Lawyers must have a process for evaluating cases to determine whether unbundling would be appropriate, says Stephanie L. Kimbro, a sole practitioner in Wilmington, N.C., and the author of Limited Scope Legal Services: Unbundling and the Self-Help Client, published by the ABA last year. “Lawyers must conduct a thorough intake process with the prospective client in order to make sure that it is reasonable to unbundle for the client’s specific legal needs before even beginning to do limited-scope work for an individual,” says Kimbro, who is a member of the ABA’s delivery committee. “This means having a process and procedure for unbundling in place ahead of time for each practice area where the lawyer might unbundle their services.”
PUT IT IN WRITING
A signed engagement agreement fully explaining the limited scope of the lawyer’s involvement is absolutely essential, Kimbro says. “The biggest ethics consideration for the lawyer is to clearly define the scope of representation for the client,” she says. “This is handled through a limited-scope engagement agreement, but the lawyer should include that education component as well. The client should receive checklists that let him or her know specifically which tasks in the representation will be handled by the firm and which ones the client will be responsible for.”

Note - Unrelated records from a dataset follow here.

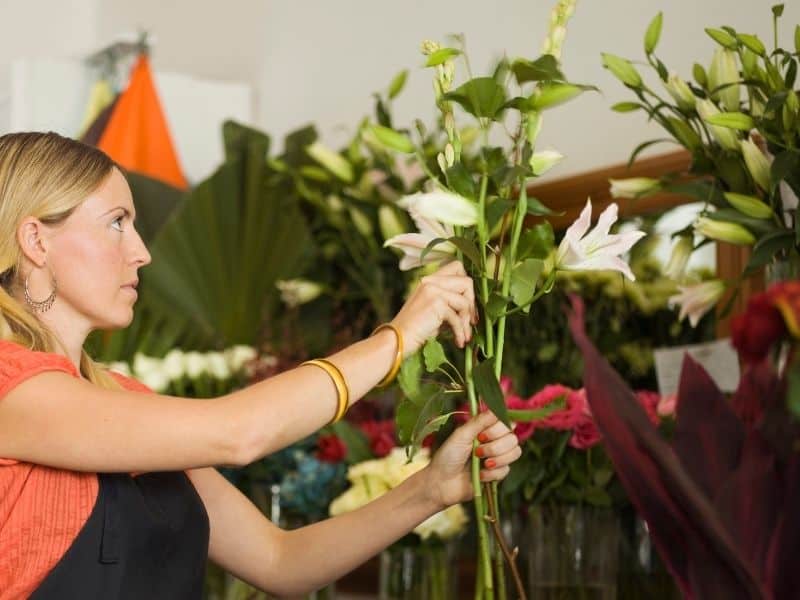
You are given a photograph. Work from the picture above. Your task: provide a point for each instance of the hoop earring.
(44, 305)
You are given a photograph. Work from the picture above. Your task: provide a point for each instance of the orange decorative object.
(137, 136)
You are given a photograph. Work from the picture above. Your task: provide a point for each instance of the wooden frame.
(568, 195)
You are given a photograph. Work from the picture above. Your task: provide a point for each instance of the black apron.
(146, 538)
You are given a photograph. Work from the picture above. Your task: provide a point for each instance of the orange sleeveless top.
(42, 509)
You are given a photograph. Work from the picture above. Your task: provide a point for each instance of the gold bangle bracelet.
(343, 394)
(398, 357)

Kimbro says the engagement agreement must explain how the lawyer will perform the services and how client communication will be conducted. “For a lot of unbundling, technology is used to deliver those services,” she says. “Many lawyers unbundle with fixed fees rather than by billable hour. This makes it critical to set those expectations out in the limited-scope engagement agreement so there are no misunderstandings when the client begins calling the office twice a day when the lawyer has specified that communication will be handled via email or through a secure client portal instead.”
“To make unbundling cost-effective as a practice,” Kimbro adds, “the lawyer needs to set up these controls and the limited-scope engagement agreement can help accomplish this.”
Experts warn that unbundling won’t work across the board. “In some kinds of cases, limited-scope representation is not going to work,” Joy says. “In the criminal field, especially if the client has never faced criminal charges before, no matter what the lawyer says, many people just don’t understand the nature of the process.”
Joy points out another ethics issue that comes up in the context of unbundled legal services: the point at which a lawyer engaging in limited-scope representation should be able to withdraw because the client isn’t paying the bills. “Nobody has addressed whether a lawyer in the litigation context who tries to take on a limited-scope representation should be permitted to withdraw as easily as they can in some jurisdictions,” he says.
Even though it presents some ethics challenges, limited-scope representation offers real hope for expanding the market for legal services. Advocates of unbundling view the resolution adopted by the ABA House of Delegates in February as a very positive development.
Mosten says unbundling not only helps consumers but also bolsters efforts by lawyers to build their practices. “It presents a perfect match between consumer need and lawyering success,” says the man widely known as the “Father of Unbundling.” “Everyone understands it is good for the consumer—and if it is good for the consumer, then it is good for the profession.”